Славянской и русской тема рассматривались не с националистических, а с общечеловеческих позиций, переживались эстетически и духовно.
Никогда еще формы общения не были столь многогранны и многоплановы. Значительная часть творческой энергии Серебряного века ушла именно в эту кружковую художественно-общественную жизнь. Связи между поэтами, писателями, художниками, артистами, философами оказались столь многосторонними и насыщенными, что о них, взятых вместе, можно говорить как о едином историко-культурном контексте.
В предвоенные годы возникали как грибы и бесследно исчезали литературные направления, школы, кружки; то было время шумное и просто хаотичное: плодились бесчисленные «измы». Это приводило в восторг поэтическую молодежь, но возбуждало недоверие, а то и негодование консерваторов. Обобщая недовольство «справа», Иван Бунин — в ту пору уже сорокатрехлетний почетный академик — сетовал в 1913 году: «Чего только не проделывали мы за последние годы с нашей литературой. Чему только не подражали мы, чем только не имитировали, каких только стилей и эпох не брали, каким богам не поклонялись? Буквально каждая зима приносила нам нового кумира. Мы пережили и декаданс, и символизм и натурализм, и порнографию, и богоборчество, и мифотворчество, и какой-то мистический анархизм, и Диониса, и Аполлона, и «пролеты в вечность», и садизм, и приятие мира, и неприятие мира и адамизм, и акмеизм . Это ли не Вальпургиева ночь!»[25].
Принцип жизнетворчества, присущий модернизму, вполне исполнил свое назначение: его приверженцами были созданы не только многочисленные значительные произведения, но и уникально целостная эпоха, стройность и напряженность которой поддерживается обилием концептуальных и личностных противоречий, примерами дружбы-вражды.
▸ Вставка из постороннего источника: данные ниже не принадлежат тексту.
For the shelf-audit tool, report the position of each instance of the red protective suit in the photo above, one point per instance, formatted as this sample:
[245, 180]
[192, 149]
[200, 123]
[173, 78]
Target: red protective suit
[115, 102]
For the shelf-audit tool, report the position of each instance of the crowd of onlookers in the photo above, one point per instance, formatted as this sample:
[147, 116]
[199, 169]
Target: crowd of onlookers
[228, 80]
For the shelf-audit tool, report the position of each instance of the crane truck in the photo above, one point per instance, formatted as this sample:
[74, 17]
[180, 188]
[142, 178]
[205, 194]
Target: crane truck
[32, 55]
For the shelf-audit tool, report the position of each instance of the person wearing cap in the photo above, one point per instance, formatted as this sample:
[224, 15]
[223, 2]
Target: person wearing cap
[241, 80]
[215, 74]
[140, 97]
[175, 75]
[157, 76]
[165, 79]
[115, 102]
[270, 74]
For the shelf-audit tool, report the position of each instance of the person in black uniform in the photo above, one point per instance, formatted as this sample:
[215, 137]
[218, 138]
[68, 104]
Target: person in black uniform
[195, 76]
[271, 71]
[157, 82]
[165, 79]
«Литература серебряного века при верно угаданных ее границах сама в целом может быть уподоблена колоссальной трагииронической эпопее со своими героями — гениями, полусвятыми, жертвами, жрецами, воинами, провидцами, тружениками и бесами. Эта эпопея включает спокойное, но ранящее донкихотство Сологуба; вдохновенное горение и романтические мимолетности на все откликавшегося Бальмонта; вьюжную, стихийную «черную музыку» Блока; благородную человечность и пронзительную простоту Анненского; архаический интеллектуальный эзотеризм Вячеслава Иванова; грациозный и игривый стих М. Кузмина и упоительные тяжелые строфы Мандельштама и многие множества других художественных сокровищ. Но в этой же эпопее серебряного века мы находим страницы о тайной прелести и о катастрофах —отчаянье, мертвую тоску по фантастически прекрасному прошлому, готовность швырнуть свое обесцененное существование в какой угодно костер, вывернутые наизнанку, отравленные демоническими соблазнами религиозные идеи и чаянья, оторванность от быта и людей, почти что ненависть к предметному миру, органическую душевную бездомность, жажду гибели и смерти. Размах маятника в этой эпопее, в этой коллективной божественной комедии, особенно широк: от бездны метафизической и космической до бездны игрушечной и портативной, от настоящей крови до клюквенного сока, от заигрывания с бесами до экстатического религиозного прозрения»[26], - этим высказыванием, принадлежащим В.Крейду логичнее всего было бы завершить грозящий стать бесконечным рассказ о Серебряном веке.
3. Информационное обеспечение экскурсии «Творчество Ефима Честнякова в парадигме культуры Серебряного века».
«Шаблово стоит открыто, просторно, и за рекой Унжей уходят синие лесные дали без края, и тени облаков пятнают луга, и дорога уходит из деревни дальше к Илёшеву, где похоронен Честняков, тоже дальняя бескрайняя, теряясь в полях, где угадываются другие деревни и иная жизнь»[27].